Thorn's shoulders twitch in a slight shrug. "Could be. She doesn't strike me as technically incompetent, anyway. But a good leader's got t' know when t' just lay th' frak off an' let her people do their jobs." The meteoroid appears on his DRADIS, as well; he's about to announce it when he feels the Raptor shift as Marissa shifts the Raptor's course to go around it. He gives a tiny nod of satisfaction before speaking again. "Whatever it is, she's got those poor berks wound up tighter'n… well. Awfully bloody tight, anyway." He just manages to stop himself from saying something uncouth. Who says the guy doesn't have manners, eh?

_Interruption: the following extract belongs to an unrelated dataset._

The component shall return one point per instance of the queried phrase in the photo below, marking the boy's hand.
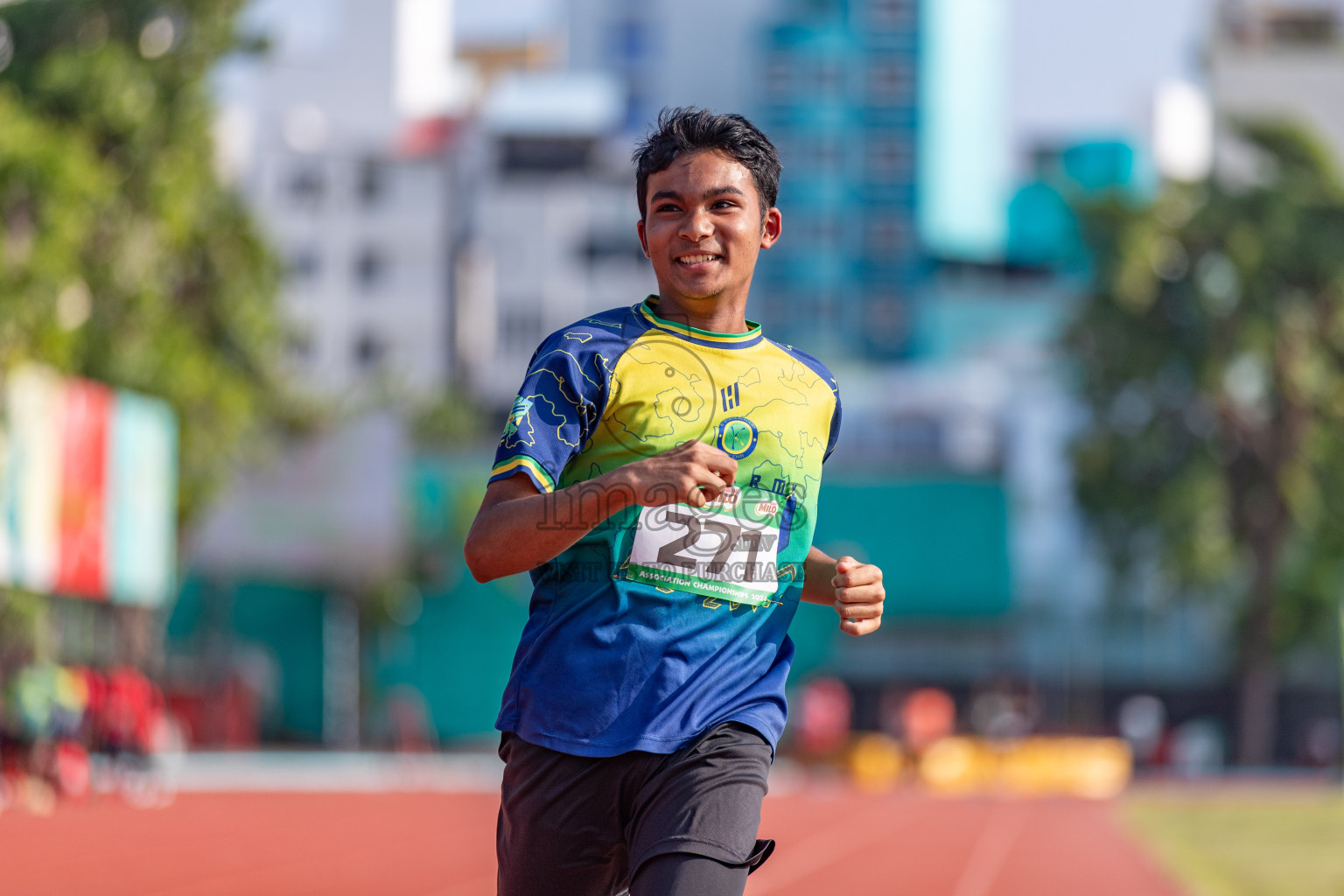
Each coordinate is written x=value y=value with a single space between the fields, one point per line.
x=694 y=473
x=859 y=594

"Which might be the trouble. I've never seen a perfectionist who could do that," Mouse replies, frowning at her console, which is showing all-clear, and situation normal on all systems. "I wonder if Medical knows what's going on on the deck."
She has to smile at Thorn's self-censorship. "'Preciate the restraint, Thorn, but you don't have to censor yourself around me. I've probably heard worse."
Thorn utters a short grunt of laughter. "Noted." Another one of those thin, crooked smiles cracks his lips. "Tighter'n a virgin's snatch, then, is what I was getting at." Hey, she asked. Thorn checks his readouts a moment, later, seeing the same thing Marissa is; that is, absolutely nothing. He stifles a yawn despite himself. Boring is a good thing for a CAP to be, though, he has to remind himself.
"Yup… I've heard worse," Mimi replies with a chuckle, steering the Raptor into a turn to parallel the course of /Hestia/, only faster. She looks back towards the distant bulk of the Battlestar. "Sure looks cleaner from this far away. Not so… scarred, I guess. I wonder how much action she saw before we came on board?"
As Marissa mentions the battlestar, Thorn's eyes flick to the front of the cockpit. "She reminds me of my first assignment. Solaria was an Olympia-class, too," he volunteers. "Lucky for me, too… I already knew my way around. After Kharon, place would've been a frakkin' maze otherwise." He tilts his head at her question. "Fair bit, I'd assume. They don't seem t' talk of it much, though. But then, we don't discuss a lot of what happened on Kharon with them, either."
"That's true." Mimi's silent for a long moment. "What was Solaria like? That back there is my first Battlestar, just like /Kharon/ was my first Colonial Fleet ship."
There's a pause before Thorn finally replies. "It was… nothing like Kharon, anyway. Imagine serving on a military base in space, an' you'd have some idea. There's really no other posting in th' Fleet like one. A lot less intimate than an escort carrier, t' be sure, but there's something about serving on a ship that… tremendous." He shrugs. "Not sure how t' explain it, really. You'll see what I mean, though, soon enough." Then, a flashing indicator in his console draws his attention. "That's th' checkpoint," he announces. "Bring us about, let's head back."